The treasury itself was like a big metal tapered tub, which made a loud clanging sound as money was thrown in. Think a church copper collection plate on steroids! Of course, if you wanted everyone to see how generous you were, you could throw large numbers of coins little by little into the ‘tub’ so everyone could hear the sound of them clanging against the walls. Conversely, the poor would have to suffer the shame of a light tinkling as they made their way past.
At the heart of today’s passage is a striking contrast: Jesus observes two very different people, who carry very different reputations: first there are the religious elite: well respected, privileged, powerful. And then there is a widow: poor, of little social standing – a ‘charity case.’ Who does Jesus praise?

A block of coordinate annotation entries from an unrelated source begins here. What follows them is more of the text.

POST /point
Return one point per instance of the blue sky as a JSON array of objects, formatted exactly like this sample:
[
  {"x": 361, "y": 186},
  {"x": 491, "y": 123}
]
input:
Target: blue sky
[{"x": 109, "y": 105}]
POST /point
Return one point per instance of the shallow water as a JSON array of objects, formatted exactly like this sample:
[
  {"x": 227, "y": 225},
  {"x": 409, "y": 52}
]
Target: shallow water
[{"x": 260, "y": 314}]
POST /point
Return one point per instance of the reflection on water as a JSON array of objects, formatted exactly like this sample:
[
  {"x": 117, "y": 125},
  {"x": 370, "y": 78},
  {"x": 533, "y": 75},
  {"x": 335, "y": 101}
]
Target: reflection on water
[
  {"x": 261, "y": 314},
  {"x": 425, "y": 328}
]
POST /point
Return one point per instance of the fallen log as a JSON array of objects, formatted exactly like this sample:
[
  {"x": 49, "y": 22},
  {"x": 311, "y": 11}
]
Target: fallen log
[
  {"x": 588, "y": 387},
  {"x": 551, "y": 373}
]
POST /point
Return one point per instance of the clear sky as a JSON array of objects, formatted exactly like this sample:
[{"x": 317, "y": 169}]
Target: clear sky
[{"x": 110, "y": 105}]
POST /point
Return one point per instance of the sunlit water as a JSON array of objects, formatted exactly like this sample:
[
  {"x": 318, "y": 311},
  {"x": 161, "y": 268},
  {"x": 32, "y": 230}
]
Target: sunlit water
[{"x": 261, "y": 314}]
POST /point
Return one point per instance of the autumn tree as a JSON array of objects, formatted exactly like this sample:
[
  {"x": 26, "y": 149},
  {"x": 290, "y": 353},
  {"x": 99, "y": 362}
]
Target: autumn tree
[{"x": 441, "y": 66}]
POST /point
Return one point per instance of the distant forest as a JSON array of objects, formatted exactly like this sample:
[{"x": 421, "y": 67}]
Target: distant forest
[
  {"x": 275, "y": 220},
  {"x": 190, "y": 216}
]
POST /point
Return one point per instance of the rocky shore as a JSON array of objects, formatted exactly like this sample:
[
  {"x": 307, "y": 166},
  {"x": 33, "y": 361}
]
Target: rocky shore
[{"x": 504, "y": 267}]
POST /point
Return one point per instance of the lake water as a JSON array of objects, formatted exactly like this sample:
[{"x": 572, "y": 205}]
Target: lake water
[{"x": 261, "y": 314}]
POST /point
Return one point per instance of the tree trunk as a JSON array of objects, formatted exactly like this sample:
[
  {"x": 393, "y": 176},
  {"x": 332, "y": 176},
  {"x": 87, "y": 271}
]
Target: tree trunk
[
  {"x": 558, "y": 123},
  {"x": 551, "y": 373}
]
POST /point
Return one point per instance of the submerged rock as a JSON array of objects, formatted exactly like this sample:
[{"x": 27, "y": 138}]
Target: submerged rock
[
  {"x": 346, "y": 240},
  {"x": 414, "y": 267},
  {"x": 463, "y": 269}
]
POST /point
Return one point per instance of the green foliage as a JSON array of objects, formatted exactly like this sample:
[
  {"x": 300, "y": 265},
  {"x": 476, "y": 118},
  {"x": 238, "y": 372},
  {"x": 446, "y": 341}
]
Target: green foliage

Not the elite: ‘watch out for them,’ Jesus says. They’re all show. They love their position, but their hearts are corrupt. Indeed, one of the reasons that widows in this culture are often poor is that their worldly goods are taken by these (male) elites – ‘they devour widow’s houses’.
Instead, the few pence which the widow offers to God is highly praised: relatively speaking, she has given far more than the wealthy leaders: her donation might mean she goes to bed hungry that night.
Survey after survey has shown that the rich proportionately give less than the poor (just google ‘rich give less than poor survey’ to verify that!). It’s not for nothing that Jesus repeatedly warns of the dangers of allowing money to grab our hearts. But Jesus’ observation here is wider: God doesn’t see the world the way we do. He sees not just our hearts but also our capacities: where we come from, what we resources we have. He doesn’t notice the loud clanging or the light tinkling, only the silent sound of a heart longing for him.
‘We cannot do great things: only small things with great love.’ Today pray for God to stir your heart with a fresh longing for him. And may that simple, humble longing lead to a small thing offered with great love. Amen.